So far, Dr. Pearson has published no conclusions, but the RRC has been praised for its new proposed rules. Pearson testified in August before the House Energy Resources Subcommittee on Seismic Activity that he wants to wait for reports from SMU's study of seismic and injection activity around the town of Azle, in the Barnett Shale, before drawing any conclusions.
In a letter to the Texas Railroad Commission commenting on the RRC's proposed rules on curbing earthquakes caused by high-pressure injection of waste fluids, the Environmental Protection Agency "applauded the RRC's efforts to ensure it has sufficient regulatory authority to respond to any event of the type where concerns may arise." Maybe the agencies will kiss and make up? Not likely. But the EPA agrees with proposed rules published by the RRC that would require applicants for disposal well permits to submit information about the area's risk for earthquakes as part of their application. The rules also strengthen the RRC's authority to limit or halt injection from existing wells where earthquake events occur.
Initially the RRC was slow to respond to complaints about earthquakes.
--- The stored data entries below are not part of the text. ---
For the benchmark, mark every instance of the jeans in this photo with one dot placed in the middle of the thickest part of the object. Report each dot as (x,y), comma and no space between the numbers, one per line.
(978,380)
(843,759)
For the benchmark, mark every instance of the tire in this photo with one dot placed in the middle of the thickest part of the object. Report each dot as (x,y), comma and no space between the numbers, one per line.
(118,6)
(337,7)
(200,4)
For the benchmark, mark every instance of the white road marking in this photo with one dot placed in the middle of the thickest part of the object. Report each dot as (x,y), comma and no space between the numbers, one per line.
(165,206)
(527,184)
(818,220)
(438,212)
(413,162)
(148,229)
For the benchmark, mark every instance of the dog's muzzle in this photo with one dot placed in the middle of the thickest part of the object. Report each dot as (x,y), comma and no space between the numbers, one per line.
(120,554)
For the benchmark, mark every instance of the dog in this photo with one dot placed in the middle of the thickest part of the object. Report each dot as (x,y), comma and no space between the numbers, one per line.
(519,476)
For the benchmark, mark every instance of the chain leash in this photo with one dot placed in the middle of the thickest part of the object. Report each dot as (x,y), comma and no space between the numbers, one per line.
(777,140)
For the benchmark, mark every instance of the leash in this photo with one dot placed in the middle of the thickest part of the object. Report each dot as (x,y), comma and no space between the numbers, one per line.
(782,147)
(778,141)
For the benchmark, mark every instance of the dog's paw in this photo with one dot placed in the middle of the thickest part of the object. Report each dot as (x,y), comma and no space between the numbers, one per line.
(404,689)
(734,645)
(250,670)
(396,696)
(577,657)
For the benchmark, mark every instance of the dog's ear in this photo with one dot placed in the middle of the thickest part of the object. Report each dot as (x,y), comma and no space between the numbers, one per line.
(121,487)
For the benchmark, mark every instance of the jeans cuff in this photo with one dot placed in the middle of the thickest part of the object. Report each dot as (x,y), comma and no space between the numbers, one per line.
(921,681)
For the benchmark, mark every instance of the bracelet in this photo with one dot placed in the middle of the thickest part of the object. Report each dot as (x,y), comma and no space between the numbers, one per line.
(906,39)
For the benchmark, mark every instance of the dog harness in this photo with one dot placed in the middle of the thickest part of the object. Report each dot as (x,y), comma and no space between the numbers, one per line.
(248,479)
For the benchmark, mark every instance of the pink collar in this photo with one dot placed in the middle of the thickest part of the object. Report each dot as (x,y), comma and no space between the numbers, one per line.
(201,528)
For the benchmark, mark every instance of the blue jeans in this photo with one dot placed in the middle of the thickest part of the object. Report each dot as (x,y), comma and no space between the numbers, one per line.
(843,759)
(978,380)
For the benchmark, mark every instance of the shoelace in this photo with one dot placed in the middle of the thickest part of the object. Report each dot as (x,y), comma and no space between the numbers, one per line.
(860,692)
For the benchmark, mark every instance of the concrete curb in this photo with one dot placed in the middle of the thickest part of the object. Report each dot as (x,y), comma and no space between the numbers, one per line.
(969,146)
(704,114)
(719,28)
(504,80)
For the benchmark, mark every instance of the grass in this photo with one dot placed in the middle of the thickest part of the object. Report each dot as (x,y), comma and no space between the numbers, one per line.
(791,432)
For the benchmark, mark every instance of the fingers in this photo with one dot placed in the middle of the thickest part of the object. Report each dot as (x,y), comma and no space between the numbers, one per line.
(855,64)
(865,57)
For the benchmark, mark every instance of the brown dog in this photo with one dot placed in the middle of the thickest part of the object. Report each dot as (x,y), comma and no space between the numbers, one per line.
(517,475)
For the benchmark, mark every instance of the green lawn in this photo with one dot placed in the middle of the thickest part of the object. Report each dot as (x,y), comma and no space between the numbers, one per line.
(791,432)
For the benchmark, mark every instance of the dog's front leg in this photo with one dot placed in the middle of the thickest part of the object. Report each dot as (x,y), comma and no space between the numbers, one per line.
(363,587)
At one point, citizens from the town of Azle, particularly affected by earthquakes, staged a protest before the RRC at which Azle citizens serenaded the commission with their own composition based on Elvis Presley's All Shook Up. The RRC has now hired its own seismologist, and although Commissioners are cautious about connecting earthquakes to oil and gas activity, the proposed rules are a step in the right direction.
Texas now has more than 3,600 active commercial injection wells; it granted 668 permits last year alone. Earthquakes strong enough to damage homes have occurred in the Barnett Shale region. Similar problems have occurred in Oklahoma and other regions.
The proposed rule can be found here. Other comments on the proposed rule can be found here. Texas Tribune article on the proposed rules is here. SMU is conducting a study of the quakes around Azle and has installed seismic stations in the area to monitor seismic activity.
A study published in the Proceedings of the National Academy of Sciences, examining eight clusters of contaminated water wells in Pennsylvania and Texas, found that the wells' contamination was either from naturally occurring gas deposits -- i.e., the gas is naturally occurring within the aquifer -- or from poor casing and cementing of nearby gas wells. The study concluded that the hydraulic fracturing of the wells was not a cause of groundwater contamination. The study was led by a researcher at The Ohio State University and included researchers at Duke, Harvard, Dartmouth and the University of Rochester. The researchers were able to "fingerprint" the gas by measuring the amount of "noble" gases such as helium included with the natural gas. The researchers were able to distinguish between the fingerprints of naturally occurring methane in the aquifers and gas from the Barnett and Marcellus Shale formations. Ohio State's press release about the study can be viewed here.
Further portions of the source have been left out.